Palo Santo te llaman, mas no por carecer de pecado; lo santo no se pregona ni se vive disfrazado. Tu aroma son tus acciones, sin mirar a quién agradar; ¡Palo santo bendito, bendito por adornar mi tierra y mi morada; ese será tu altar!

Comentarios +

Comentarios8

  • Carlosg

    Karencita un belleza tus letras , admirable esas experiencias, ya se te extrañaba, sigamos así.
    Un abrazo.

    • Karen García Zambrano

      Carlos, gracias por visitar mis rincón poético, ya estamos retomando.
      Buen anoche amigo de letras.

    • Mauro Enrique Lopez Z.

      Karencita gracias por esa amistad lo estaremos leyendo saludo desde Manta Ecuador

      • Karen García Zambrano

        A usted gracias por visitar mis lugar mágico.
        Saludos desde Portoviejo

      • Noa Subin

        Lo leo una y otra vez y siempre encuentro algo nuevo. Es como la poesía misma – eterna y cambiante.

        Saludos cordiales

        • Karen García Zambrano

          Me encanta saber eso ,que mis letras te puedan hacer sentir y vivir ,siempre Bienvenido Noa.

          • Noa Subin

            ¡Qué bellas palabras, querida amiga!
            Ese mensaje resume todo lo que significa hacer poesía: escribir no es solo dejar letras en un papel, sino crear mundos donde los demás puedan sentir y vivir. Saber que tus versos abren sus puertas con tanta calidez es el mayor regalo que un poeta puede recibir. Has capturado el alma misma de nuestra arte: la conexión que une quien escribe con quien lee, como si fuéramos parte de un mismo sueño. ¡Magnífico!

          • JUSTO ALDÚ

            La promesa de cuidar al "hijo" del árbol transforma tu texto en un compromiso personal con la conservación, recordándonos que la verdadera relación con la naturaleza no consiste en explotar sus recursos, sino en protegerlos y convivir con ellos.

            Aquí en Panamá también contamos con árboles emblemáticos que forman parte de nuestro patrimonio natural y cultural, y que merecen igual cuidado y admiración. Entre ellos destacan el majestuoso guayacán, que cada verano tiñe de amarillo extensas regiones del país; el espavé, de imponente altura; el cedro amargo, apreciado por su madera; el corotú, generoso en sombra; y el histórico árbol Panamá, cuyo nombre identifica a nuestra nación.
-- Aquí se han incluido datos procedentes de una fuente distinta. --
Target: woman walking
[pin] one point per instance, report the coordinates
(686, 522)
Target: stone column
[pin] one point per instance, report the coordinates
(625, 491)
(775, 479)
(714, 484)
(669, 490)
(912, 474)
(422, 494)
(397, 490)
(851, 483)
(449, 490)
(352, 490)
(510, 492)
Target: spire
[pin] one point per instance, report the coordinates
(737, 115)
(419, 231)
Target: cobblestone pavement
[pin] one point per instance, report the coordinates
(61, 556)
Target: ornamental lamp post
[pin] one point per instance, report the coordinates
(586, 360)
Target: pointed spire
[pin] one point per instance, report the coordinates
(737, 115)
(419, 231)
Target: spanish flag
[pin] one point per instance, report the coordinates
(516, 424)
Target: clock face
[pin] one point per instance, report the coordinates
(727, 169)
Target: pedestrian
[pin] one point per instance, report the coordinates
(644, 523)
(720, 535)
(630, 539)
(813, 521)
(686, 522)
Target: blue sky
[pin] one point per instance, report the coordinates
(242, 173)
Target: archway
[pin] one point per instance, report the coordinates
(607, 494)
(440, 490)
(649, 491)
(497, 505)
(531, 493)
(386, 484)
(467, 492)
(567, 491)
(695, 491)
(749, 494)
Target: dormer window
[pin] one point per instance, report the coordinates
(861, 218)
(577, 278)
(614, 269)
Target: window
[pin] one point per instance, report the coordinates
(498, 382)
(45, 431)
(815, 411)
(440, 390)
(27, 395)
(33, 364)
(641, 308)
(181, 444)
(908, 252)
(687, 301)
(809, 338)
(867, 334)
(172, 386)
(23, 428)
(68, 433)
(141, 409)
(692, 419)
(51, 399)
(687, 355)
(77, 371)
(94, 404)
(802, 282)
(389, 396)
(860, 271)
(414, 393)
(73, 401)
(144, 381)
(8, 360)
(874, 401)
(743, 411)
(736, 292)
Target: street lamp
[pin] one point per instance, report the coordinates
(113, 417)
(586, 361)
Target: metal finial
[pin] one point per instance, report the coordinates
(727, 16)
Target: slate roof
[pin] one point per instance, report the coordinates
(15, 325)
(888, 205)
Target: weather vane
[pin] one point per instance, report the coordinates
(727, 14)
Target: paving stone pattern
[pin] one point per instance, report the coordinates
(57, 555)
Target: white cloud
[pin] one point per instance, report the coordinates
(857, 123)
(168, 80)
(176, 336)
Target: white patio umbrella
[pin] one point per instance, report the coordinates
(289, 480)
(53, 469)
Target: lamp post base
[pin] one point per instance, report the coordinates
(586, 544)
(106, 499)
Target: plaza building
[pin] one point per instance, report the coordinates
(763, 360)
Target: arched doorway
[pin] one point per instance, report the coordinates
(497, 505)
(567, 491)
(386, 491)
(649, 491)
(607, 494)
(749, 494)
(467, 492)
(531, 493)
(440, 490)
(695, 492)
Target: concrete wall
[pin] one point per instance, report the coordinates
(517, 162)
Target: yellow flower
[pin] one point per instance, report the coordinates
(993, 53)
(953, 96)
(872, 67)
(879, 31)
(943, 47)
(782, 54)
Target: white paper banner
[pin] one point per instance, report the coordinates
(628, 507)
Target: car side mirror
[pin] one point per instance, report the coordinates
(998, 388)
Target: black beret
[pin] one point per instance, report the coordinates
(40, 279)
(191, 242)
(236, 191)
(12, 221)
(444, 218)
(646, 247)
Todos ellos son testigos silenciosos del paso del tiempo y refugio de innumerables especies. Al igual que el Palo Santo en este texto, nos recuerdan que la riqueza de una tierra no solo se mide por lo que produce, sino también por aquello que es capaz de conservar para las generaciones futuras.

            Un abrazo.

          • Nelly Cevallos - Liora

            Karencita,

            Como compatriota, ha sido especialmente grato encontrar un poema que convierte al Palo Santo en un símbolo de memoria, identidad y respeto por la tierra que compartimos. La voz poética establece un diálogo con el árbol que trasciende lo descriptivo y lo convierte en un guardián de historia y pertenencia.

            También encuentro significativo el contraste entre el aprovechamiento de sus dones y el llamado a preservar su permanencia. Esa tensión aporta al poema una dimensión ética que acompaña con coherencia el desarrollo de las imágenes.

            Gracias por compartir tu escritura.

            Recibe un cordial saludo.

            — LIORA

          • Poesía Herética

            Hola Karen, tienes la facilidad de encontrar en lo cotidiano (un dulce, una flor, un molino, una pulsera, etc.) un valor mas allá del que la mayoría solemos percibir y lo vuelves inspiración.

            Es difícil no imaginar al árbol como un guardián paciente de memorias, aromas y vidas, ofreciendo siempre algo de sí mismo. Y la responsabilidad que tenemos de perpetuarlas a través de ese retoño.


            Gracias por compartir y recibe un cordial saludo.

          • claudio ramirez vasquez

            El Palo Santo, descubre tu sensibilidad poética y por siempre muy agradecido de tus versos y tus besos...

          • Mirian del Pozo

            Inspiración que llena los sentidos así como tus otros poemas ,cada uno es una vida un homenaje .
            Gusto de leer tus versos y esas manos mágicas.